«Убийство в тишине». Рабочее название, которое изменится еще десять раз, прежде чем книга будет опубликована. «Интригующе», — написала я рядом: мать просила оставлять комментарии. Также она просила высказывать соображения, если мне хотелось что-то изменить, но это, впрочем, я делала неохотно.
Мерли и Каро завидовали моему участию в написании книг. А для меня в этом не было ничего особенного. Мать была не прочь отдавать мне на прочтение всю свою писанину, да я отнекивалась.
Читая, я узнавала ее в каждой фразе. Ее мысли. Ее надежды и страхи. Но также я узнавала и себя, поскольку некоторые ее персонажи были списаны с меня. В такие моменты мне до слез хотелось иметь нормальную мать, как у всех. С которой можно говорить, не боясь, что все сказанное тобой она выложит на всеобщее обозрение в своей следующей книге. Я где-то читала, что при поисках материалов для своих работ писатели не гнушаются любыми источниками, и мать моя не была исключением.
Раздался стук, и в дверь просунулась голова Каро.
— Можно?
Я отложила рукопись и поднялась. Каро вошла, смахнула со стула стопку грязного белья, что я приготовила в стирку, и уселась напротив, ломая пальцы.
— Слушай, у тебя был когда-нибудь парень, который от тебя ничего не хотел? — спросила она.
В голове у меня зазвенел тревожный колокольчик. Такие вопросы не задают без резона. Каро, несмотря на жару, была в футболке с длинными рукавами, скрывавшими руки.
— Как это? Вообще ничего?
Она кивнула.
Я не знала, что ей ответить.
— Вообще-то он мне запретил о нем рассказывать.
— Он — что?
— Но у него есть на то причины! — начала она выгораживать своего приятеля. — Хотя я и не знаю какие. Но я его понимаю. Мне тоже иногда бывало тошно, когда обо мне говорили.
— Слушай, Каро! Не его дело, о чем ты разговариваешь с подругами. Он не может тебе ничего запрещать!
— Нет, он не запрещал. Он попросил. Он сказал, что надо подождать, пока мы не будем уверены.
— Уверены?
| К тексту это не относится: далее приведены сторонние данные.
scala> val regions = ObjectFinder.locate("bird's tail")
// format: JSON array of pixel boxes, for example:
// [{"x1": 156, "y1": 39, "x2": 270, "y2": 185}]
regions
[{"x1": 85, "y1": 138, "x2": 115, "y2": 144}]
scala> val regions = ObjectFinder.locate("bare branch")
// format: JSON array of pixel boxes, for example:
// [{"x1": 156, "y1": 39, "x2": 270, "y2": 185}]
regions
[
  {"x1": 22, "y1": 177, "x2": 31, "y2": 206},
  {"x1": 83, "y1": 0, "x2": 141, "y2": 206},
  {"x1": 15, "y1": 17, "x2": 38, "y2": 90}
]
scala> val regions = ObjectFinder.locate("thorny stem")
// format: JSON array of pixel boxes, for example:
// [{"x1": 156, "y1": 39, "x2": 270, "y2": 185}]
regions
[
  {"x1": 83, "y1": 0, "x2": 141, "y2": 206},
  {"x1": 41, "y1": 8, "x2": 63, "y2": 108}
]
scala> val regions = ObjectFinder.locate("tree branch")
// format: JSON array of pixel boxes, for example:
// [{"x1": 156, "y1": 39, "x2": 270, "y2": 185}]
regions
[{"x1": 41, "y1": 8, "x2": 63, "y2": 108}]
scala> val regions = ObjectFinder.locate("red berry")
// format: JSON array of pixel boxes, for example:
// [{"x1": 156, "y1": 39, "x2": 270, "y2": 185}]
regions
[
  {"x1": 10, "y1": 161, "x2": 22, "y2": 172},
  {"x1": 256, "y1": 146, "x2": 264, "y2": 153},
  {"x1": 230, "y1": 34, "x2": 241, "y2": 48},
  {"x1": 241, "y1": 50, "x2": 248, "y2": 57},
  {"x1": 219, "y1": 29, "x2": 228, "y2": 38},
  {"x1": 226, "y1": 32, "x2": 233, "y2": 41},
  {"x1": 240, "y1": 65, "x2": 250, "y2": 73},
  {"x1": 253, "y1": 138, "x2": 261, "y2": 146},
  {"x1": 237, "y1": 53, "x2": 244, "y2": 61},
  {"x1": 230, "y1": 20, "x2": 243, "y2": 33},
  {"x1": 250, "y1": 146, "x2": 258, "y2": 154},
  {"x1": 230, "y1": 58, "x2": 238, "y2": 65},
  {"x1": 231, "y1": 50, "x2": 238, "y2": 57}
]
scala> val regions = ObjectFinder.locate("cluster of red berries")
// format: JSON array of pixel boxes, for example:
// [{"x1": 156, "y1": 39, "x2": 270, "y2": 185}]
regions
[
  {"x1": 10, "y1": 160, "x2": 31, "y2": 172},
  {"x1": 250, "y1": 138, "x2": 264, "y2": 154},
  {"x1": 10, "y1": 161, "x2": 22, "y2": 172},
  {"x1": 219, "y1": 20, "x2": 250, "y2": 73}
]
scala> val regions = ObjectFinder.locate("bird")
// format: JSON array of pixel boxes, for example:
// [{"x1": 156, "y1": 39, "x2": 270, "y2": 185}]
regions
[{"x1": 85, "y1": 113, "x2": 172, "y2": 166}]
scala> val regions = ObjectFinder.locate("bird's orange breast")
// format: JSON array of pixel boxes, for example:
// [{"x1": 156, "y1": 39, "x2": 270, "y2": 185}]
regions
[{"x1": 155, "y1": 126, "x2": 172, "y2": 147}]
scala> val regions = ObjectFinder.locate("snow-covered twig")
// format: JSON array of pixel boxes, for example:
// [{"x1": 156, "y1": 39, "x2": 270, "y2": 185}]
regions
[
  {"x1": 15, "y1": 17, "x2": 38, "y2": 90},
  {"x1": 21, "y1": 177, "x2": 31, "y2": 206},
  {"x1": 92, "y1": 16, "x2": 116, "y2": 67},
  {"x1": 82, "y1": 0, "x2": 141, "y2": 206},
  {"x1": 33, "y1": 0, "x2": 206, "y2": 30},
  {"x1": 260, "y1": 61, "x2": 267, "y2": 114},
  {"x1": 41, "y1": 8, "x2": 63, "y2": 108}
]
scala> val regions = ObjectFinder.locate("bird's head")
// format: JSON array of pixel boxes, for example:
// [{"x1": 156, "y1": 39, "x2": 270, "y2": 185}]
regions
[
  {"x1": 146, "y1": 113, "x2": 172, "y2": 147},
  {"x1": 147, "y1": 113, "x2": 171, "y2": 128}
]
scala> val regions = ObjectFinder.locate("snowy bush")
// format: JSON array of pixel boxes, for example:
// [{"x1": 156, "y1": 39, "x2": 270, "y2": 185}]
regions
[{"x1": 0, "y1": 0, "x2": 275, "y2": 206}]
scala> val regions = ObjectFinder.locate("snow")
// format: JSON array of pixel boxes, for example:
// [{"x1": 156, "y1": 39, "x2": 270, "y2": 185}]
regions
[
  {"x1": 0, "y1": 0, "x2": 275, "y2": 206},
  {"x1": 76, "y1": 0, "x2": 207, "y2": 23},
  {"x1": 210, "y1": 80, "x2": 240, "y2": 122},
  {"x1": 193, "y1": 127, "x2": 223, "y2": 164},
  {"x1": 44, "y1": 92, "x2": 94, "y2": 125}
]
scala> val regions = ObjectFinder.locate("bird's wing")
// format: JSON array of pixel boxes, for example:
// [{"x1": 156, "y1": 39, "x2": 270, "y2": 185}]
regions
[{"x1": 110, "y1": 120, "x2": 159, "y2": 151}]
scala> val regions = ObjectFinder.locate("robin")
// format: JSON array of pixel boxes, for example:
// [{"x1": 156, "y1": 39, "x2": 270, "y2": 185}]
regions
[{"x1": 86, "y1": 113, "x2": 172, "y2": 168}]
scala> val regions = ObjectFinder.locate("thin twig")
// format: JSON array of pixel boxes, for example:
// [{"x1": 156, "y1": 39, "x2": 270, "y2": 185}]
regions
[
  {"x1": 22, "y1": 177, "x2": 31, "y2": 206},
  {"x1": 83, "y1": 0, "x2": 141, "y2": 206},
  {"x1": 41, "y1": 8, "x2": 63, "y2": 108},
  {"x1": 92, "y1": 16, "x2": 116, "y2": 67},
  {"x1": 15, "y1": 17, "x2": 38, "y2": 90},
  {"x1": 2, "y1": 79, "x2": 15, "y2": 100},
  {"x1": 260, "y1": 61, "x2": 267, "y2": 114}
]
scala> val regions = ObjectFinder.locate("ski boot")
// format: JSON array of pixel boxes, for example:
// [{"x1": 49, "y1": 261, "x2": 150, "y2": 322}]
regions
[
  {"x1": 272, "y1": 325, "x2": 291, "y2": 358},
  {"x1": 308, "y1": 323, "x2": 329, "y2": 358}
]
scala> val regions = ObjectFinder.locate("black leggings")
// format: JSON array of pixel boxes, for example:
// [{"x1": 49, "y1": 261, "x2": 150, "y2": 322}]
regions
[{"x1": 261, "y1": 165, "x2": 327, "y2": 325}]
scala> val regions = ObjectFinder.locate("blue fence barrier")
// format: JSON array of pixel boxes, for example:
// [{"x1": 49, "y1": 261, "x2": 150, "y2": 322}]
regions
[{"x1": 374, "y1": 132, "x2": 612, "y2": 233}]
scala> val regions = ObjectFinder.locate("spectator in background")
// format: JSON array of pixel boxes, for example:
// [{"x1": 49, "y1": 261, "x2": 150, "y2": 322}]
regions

Уверены в чем?
— Ну… что любим друг друга. — Она вдруг оживилась — бледные щеки вспыхнули, глаза засияли. — Наверное, ему паршиво приходилось в жизни, вот он и хочет убедиться.
— Каким образом?
— Ну… подождать.
— Подождать чего?
Она, уронив голову, прошептала:
— Он меня не трогает. Он меня даже не целует. Не по-настоящему. То есть целует, но как брат.
— Но он провел с тобой ночь! — в изумлении воскликнула я. — Или нет?
— Да. Но он меня не трогал. — Она подалась вперед, пристально вглядываясь в мое удивленное лицо. — Может быть, он гей? Как ты думаешь?
— Откуда мне знать, Каро? Я никогда его не видела. Я даже не знаю его имени.